Ripple effects on recreation, ranching, wildfires
Some parts of Colorado rely on snowpack as a central water source. Sonja Chavez manages the Upper Gunnison River Water Conservancy District, where snowpack levels are around half of normal. With less snow melting off quicker, Chavez said it’s shortening the recreational season. If the snowpack was above-average, she said there could be six months of a season on the rivers.
“When you’re in drought like we are right now, that season is concentrated into maybe four months,” she said.
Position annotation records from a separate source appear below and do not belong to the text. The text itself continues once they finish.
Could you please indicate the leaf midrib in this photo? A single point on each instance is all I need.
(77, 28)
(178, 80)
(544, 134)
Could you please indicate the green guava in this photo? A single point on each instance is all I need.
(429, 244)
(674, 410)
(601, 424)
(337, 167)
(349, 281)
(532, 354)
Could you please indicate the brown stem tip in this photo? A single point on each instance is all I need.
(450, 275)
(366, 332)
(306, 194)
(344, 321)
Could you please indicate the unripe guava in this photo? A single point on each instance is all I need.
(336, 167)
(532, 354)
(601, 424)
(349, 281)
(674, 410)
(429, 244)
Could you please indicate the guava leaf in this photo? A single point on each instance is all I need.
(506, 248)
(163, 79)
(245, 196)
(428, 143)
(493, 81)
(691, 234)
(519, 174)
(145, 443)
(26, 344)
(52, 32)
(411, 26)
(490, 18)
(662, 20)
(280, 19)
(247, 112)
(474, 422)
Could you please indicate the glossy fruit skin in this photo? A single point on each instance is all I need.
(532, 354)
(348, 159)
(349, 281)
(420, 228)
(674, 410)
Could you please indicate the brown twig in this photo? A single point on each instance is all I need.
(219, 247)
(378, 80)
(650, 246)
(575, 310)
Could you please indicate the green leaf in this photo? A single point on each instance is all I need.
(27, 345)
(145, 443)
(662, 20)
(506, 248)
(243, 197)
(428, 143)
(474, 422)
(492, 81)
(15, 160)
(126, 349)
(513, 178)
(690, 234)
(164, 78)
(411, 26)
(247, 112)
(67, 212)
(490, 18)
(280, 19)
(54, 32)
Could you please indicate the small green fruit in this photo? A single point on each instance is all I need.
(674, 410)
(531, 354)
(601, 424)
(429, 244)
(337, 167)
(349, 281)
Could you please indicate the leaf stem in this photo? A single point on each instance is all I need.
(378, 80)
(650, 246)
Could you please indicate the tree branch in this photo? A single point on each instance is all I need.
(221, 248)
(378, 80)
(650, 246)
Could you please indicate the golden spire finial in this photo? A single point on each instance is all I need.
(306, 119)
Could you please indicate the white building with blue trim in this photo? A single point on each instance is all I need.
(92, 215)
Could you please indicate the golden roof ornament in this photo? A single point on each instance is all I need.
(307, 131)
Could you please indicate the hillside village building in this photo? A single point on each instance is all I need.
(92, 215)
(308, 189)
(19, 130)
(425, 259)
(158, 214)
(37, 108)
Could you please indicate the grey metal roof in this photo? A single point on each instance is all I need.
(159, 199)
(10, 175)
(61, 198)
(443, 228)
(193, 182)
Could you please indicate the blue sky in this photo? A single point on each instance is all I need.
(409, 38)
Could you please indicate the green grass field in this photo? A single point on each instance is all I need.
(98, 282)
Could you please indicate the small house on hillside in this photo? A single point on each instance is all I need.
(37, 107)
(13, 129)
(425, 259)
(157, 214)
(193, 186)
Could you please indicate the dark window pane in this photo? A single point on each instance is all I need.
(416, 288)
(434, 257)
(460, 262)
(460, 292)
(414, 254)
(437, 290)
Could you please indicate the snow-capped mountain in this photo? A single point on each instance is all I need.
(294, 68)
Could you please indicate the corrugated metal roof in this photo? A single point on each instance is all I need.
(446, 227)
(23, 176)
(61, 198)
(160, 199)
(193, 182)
What’s more, she said, low river flows can mean bad water quality from higher concentrations of metals and other contaminants.
The lack of snow and monsoon rains also has a big impact on ranchers in the area, who are reporting lower hay production and smaller herd sizes.
“So this year we’re starting to see our producers reduce their number of their cattle herd, and that has trickling economic effects throughout our basin,” she said.
Chavez said the federal Bureau of Land Management has reported that water wells drilled on federal grazing land are starting to dry up. “The groundwater supplies and levels are actually falling,” she said. “The city of Gunnison is actually dependent upon groundwater well supplies for our municipal water uses.”
Chavez said there’s a sense of urgency for water managers to plan for worst-case scenarios. She said more people have moved to the Gunnison area because of the COVID-19 pandemic allowing for remote work, and the water rights on those homes are newer.
“Some of those junior water right holders, they just may not get their water at all which is a concern,” Chavez said.
Another symptom of snow disappearing from the landscape earlier is an extended drought and fire season.
“The earlier the snow melts, the drier the landscape becomes in that late summer period before fall rains sort of drown the system again,” said Kelly Gleason, who researches eco-hydro-climatology at Portland State University.
The dried vegetation creates fuel sources primed for wildfires. And the feedback loop continues. Later, snowpack that collects in recently burned areas of the forest collects black carbon and is exposed to more sunlight.
“That blackened gunk acts like a black t-shirt on a sunny day, absorbing solar radiation,” Gleason said.